By the early 1300s, Pueblo potters from the central Río Grande area were mining galena (lead sulfide), which was the source of glaze paint used to decorate pottery. This ceased after 1700 when the Spanish inhabitants, who worked many of the mines in the Cerrillos Hills for their silver and lead content, cut off Puebloan access.
In early 1879, two intrepid miners from Leadville, Colorado discovered gold in the hills. The railroad arrived a year later. Before long, the area was overrun by miners and prospectors searching for gold, silver, lead, and turquoise. The town of Los Cerrillos, first established as a tent camp, sprung up virtually overnight.
By the end of 1880, there were several thousand prospectors, at least 21 saloons, five brothels, an opera house, and four hotels. More than 4,000 prospecting pits, holes and mine shafts were dug between 1879 and 1884. Regrettably, most of these did not produce sufficient minerals to generate a profit, and virtually none ended up having significant gold. After mineral production peaked in the mid-1880s, coal mining became the foundation of the area’s economy. Most mining operations ceased in the 1920s.
While not strictly a ghost town (there are several hundred locals in the area), Los Cerrillos is a quiet and charming little town with tree-lined and dusty dirt streets, many original buildings and numerous sleeping dogs, providing a picturesque nostalgia of the old west.

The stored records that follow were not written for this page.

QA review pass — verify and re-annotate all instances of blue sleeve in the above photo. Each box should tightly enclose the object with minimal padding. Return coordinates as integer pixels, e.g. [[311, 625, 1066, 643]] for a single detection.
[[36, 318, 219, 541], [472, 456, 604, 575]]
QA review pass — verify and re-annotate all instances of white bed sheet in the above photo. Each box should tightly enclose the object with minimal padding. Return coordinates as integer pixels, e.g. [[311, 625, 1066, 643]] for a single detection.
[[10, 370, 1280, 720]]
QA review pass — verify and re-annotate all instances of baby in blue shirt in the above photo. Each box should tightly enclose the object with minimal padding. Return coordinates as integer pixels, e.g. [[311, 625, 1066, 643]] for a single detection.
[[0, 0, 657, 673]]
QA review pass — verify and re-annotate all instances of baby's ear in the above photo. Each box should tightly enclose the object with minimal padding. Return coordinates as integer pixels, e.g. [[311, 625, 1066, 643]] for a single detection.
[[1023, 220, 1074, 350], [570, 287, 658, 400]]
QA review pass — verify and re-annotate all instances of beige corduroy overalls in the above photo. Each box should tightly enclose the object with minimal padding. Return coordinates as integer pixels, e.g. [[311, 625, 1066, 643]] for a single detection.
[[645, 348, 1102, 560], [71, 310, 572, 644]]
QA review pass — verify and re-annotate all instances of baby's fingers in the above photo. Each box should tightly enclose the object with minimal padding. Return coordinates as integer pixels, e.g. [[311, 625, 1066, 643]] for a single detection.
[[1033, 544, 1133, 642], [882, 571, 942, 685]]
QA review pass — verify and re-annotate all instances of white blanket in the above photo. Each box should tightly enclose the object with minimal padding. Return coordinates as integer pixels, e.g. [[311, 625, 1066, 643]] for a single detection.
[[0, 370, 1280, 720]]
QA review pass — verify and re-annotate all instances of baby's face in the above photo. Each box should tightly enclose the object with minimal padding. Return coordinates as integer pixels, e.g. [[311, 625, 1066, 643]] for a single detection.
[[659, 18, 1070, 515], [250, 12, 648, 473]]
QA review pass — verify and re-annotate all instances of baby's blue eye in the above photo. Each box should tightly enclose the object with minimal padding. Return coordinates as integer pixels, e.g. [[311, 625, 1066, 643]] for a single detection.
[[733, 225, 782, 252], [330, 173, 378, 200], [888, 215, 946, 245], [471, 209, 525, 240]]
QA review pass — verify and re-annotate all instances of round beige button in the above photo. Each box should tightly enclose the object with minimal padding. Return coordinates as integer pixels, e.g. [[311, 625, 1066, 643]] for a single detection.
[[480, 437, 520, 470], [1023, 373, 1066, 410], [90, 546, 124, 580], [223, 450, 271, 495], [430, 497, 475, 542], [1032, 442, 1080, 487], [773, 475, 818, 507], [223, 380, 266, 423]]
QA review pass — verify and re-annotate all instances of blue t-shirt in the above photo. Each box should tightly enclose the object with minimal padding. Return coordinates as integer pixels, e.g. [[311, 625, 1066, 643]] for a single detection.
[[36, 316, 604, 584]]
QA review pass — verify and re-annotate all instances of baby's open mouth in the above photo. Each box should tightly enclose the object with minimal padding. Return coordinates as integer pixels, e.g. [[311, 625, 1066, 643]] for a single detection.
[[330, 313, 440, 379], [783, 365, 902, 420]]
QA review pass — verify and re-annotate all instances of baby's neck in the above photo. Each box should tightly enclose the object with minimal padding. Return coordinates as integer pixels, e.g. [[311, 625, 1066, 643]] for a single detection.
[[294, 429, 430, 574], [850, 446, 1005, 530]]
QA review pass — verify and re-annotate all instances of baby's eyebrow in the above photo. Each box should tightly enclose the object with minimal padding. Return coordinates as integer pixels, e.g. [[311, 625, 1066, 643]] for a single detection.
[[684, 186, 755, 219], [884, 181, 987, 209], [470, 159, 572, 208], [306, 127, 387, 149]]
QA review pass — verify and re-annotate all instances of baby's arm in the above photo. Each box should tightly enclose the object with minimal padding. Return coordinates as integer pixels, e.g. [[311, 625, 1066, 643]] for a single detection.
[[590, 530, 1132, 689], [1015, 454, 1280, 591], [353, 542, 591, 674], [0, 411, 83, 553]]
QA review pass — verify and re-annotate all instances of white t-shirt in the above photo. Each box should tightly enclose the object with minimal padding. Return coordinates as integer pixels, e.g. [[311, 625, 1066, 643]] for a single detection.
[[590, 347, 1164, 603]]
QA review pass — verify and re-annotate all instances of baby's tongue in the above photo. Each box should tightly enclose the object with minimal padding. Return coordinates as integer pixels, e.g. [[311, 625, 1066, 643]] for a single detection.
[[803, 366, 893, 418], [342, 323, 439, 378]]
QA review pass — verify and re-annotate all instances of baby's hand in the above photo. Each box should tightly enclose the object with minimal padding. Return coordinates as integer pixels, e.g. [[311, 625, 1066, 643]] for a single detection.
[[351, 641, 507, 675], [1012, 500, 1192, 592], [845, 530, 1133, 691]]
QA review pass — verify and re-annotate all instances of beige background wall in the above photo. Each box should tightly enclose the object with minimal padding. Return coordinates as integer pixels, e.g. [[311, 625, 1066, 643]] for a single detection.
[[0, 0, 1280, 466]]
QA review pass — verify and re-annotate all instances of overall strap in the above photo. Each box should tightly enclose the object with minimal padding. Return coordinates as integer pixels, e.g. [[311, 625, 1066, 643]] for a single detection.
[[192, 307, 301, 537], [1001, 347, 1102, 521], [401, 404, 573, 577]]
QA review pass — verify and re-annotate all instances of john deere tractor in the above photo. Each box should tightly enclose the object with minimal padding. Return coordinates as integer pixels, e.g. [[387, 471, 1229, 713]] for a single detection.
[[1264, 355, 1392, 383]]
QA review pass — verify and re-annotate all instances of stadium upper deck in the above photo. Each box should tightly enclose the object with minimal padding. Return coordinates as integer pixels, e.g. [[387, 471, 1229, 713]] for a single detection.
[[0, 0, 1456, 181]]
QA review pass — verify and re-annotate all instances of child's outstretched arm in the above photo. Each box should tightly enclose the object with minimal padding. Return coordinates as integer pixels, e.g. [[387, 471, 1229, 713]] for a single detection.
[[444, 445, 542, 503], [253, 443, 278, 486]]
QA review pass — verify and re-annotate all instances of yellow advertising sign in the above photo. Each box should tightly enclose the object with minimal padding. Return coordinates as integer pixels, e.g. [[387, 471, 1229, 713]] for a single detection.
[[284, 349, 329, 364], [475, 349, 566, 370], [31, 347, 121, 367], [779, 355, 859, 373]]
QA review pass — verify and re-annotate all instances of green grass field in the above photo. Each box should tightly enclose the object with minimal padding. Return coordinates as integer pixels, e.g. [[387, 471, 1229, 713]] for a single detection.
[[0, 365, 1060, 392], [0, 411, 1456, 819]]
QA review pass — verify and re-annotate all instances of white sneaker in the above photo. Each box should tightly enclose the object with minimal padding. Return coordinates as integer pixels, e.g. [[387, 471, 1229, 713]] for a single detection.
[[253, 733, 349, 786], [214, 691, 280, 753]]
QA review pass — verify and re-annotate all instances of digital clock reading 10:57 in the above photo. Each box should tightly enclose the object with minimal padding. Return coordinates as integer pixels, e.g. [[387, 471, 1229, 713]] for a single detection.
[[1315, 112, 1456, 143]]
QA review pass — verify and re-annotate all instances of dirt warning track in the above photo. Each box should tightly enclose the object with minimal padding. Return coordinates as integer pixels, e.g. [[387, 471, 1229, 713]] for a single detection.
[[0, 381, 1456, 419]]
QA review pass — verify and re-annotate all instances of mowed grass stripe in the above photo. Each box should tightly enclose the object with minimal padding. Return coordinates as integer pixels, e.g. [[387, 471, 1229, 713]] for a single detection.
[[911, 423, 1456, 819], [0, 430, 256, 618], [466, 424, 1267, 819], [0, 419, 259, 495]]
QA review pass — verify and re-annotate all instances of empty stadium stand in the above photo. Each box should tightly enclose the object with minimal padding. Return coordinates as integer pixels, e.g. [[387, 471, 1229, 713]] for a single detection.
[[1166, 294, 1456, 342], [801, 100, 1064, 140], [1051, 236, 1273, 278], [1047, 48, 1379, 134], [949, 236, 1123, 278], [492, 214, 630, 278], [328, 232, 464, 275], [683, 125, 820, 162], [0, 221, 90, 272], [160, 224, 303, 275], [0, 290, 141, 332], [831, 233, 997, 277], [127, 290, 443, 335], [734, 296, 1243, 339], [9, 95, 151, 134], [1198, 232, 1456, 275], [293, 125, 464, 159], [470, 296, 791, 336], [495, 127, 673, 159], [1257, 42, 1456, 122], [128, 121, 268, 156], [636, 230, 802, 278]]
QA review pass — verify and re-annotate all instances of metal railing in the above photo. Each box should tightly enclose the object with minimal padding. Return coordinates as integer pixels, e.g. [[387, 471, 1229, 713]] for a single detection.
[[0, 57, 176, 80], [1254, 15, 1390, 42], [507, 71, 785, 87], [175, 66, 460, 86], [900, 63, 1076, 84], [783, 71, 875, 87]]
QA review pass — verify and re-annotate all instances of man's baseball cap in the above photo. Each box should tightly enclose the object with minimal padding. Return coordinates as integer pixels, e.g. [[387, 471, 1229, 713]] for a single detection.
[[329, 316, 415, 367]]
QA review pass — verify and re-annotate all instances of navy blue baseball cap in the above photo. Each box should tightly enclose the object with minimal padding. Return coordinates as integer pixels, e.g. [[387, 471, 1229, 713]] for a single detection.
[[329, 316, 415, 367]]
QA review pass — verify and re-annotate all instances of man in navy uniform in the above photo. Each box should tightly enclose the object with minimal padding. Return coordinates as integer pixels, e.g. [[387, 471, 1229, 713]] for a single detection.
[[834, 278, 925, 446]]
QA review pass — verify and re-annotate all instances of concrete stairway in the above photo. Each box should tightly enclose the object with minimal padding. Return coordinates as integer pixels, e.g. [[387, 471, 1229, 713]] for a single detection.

First Street, with scores of authentic structures, has served as the backdrop for numerous western movies. The Cerrillos Hills State Park, just 0.5 miles north of town, has five miles of hiking and biking trails through the rolling juniper and piñon hills. The trails bypass many of the old mining pits and shafts that dot the area and that have been fitted with safety netting and viewing platforms.